L'ancienne cheffe du Southern Command, la générale Laura Richardson, a récemment  admis ouvertement le véritable enjeu : le contrôle de l'immense richesse en ressources naturelles de l'Amérique latine - pétrole, lithium, or et terres rares - comme fondement de la puissance militaire et technologique occidentale, avec les réserves pétrolières du Venezuela comme principal trophée.

Les États-Unis ont besoin de ces ressources pour réduire leur dépendance à l'égard de la Chine et se préparer à un futur conflit avec celle-ci.

Hypocrisie occidentale

L'enlèvement du président Maduro et de son épouse et la prise de contrôle du gouvernement au Venezuela sont tout simplement choquants. Ce n'est pas seulement une violation flagrante du droit international ; cela signifie désormais qu'aucun dirigeant au monde n'est en sécurité s'il ne suit pas les ordres de Washington. Bienvenue dans une ère d'impérialisme brutal.

Normalement, une agression militaire aussi ouverte - impliquant le bombardement d'une capitale et l'enlèvement d'un chef d'État en exercice et de son épouse - devrait entraîner des condamnations immédiates et fermes de la part des gouvernements occidentaux, des références à la Charte des Nations unies et des menaces de sanctions. Rien de tout cela cette fois-ci.

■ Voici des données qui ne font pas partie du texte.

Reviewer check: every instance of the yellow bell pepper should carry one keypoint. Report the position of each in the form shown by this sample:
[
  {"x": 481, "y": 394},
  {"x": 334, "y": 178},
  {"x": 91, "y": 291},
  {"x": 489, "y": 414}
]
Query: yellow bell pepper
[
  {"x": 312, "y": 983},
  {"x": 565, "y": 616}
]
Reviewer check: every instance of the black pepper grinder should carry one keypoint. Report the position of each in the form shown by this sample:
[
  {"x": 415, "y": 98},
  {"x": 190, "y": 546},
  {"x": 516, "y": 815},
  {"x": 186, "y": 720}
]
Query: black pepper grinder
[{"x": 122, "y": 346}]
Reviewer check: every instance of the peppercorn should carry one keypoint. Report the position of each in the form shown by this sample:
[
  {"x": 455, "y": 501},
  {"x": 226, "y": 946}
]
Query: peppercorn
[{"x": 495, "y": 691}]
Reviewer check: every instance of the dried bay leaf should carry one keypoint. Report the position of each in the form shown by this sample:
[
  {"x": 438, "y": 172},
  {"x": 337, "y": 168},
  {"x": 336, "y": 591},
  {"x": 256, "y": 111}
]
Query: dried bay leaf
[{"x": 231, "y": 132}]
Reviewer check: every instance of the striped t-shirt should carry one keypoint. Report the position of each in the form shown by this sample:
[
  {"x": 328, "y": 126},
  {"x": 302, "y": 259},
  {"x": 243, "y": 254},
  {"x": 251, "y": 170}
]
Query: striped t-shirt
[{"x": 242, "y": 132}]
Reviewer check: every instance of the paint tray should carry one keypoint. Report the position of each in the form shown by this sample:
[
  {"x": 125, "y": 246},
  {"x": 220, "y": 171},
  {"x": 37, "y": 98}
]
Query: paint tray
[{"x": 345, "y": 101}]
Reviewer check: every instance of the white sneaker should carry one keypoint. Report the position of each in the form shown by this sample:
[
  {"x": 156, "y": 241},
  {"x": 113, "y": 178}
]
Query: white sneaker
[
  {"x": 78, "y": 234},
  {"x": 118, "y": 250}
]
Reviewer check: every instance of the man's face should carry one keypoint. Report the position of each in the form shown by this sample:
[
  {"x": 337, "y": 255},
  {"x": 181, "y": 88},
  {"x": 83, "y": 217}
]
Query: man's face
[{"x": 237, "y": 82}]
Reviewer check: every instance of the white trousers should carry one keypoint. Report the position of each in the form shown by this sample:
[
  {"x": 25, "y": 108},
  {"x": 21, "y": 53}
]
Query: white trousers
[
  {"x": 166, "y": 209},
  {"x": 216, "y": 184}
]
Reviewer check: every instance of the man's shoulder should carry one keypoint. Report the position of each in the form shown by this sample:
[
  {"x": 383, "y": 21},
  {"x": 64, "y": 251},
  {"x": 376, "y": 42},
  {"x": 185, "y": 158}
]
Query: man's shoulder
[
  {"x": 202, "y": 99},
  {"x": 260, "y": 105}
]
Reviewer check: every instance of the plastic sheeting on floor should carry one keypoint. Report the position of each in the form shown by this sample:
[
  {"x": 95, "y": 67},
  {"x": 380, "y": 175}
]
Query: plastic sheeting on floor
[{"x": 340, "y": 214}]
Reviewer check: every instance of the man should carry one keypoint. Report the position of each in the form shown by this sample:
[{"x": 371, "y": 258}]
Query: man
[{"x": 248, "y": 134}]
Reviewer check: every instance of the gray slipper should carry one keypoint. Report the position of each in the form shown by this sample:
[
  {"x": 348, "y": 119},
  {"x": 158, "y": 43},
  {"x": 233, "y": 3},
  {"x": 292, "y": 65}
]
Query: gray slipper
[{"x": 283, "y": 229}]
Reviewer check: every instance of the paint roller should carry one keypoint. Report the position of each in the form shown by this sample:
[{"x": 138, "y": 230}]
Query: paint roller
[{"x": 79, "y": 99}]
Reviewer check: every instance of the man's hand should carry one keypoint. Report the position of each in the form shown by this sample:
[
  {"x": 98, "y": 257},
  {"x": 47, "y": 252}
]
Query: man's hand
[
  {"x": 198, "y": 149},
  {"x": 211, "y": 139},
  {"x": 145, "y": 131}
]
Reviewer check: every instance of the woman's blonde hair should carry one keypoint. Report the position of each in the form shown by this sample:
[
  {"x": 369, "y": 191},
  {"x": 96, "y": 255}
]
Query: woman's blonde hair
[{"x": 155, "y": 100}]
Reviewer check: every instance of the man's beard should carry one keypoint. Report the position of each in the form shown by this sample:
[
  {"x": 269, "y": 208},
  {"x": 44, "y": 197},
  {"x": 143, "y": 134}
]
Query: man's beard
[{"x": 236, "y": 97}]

Kaja Kallas, la Haute Représentante de l'Union européenne pour les affaires étrangères et la politique de sécurité, ne condamne pas l'intervention militaire. Au contraire,  elle la légitime : « l'UE a déclaré à plusieurs reprises que M. Maduro n'a aucune légitimité et a plaidé pour une transition pacifique ».

Après le « deux poids, deux mesures » observé entre l'Ukraine et Gaza, cela démontre l'hypocrisie derrière le prétendu « ordre fondé sur des règles » (rules-based order). Si le droit est appliqué de manière sélective, il ne reste que la politique de puissance. Le masque est tombé.

Cet acte de terrorisme d'État constitue un précédent dangereux qui risque d'entraîner tout le continent latino-américain dans une spirale de chantage économique, de guerre et de chaos. Quiconque ne prend pas position contre cette agression légitime, de fait, les futures attaques contre La Havane, Managua, Bogotá ou Mexico.

Il est urgent que les forces progressistes du monde entier - syndicats, mouvements sociaux, partis, intellectuels - s'organisent en un large front contre cette logique de guerre impérialiste. Il s'agit de bien plus que de la solidarité avec un seul pays : c'est une lutte pour la paix, la souveraineté et la justice sociale dans toute l'Amérique latine et au-delà.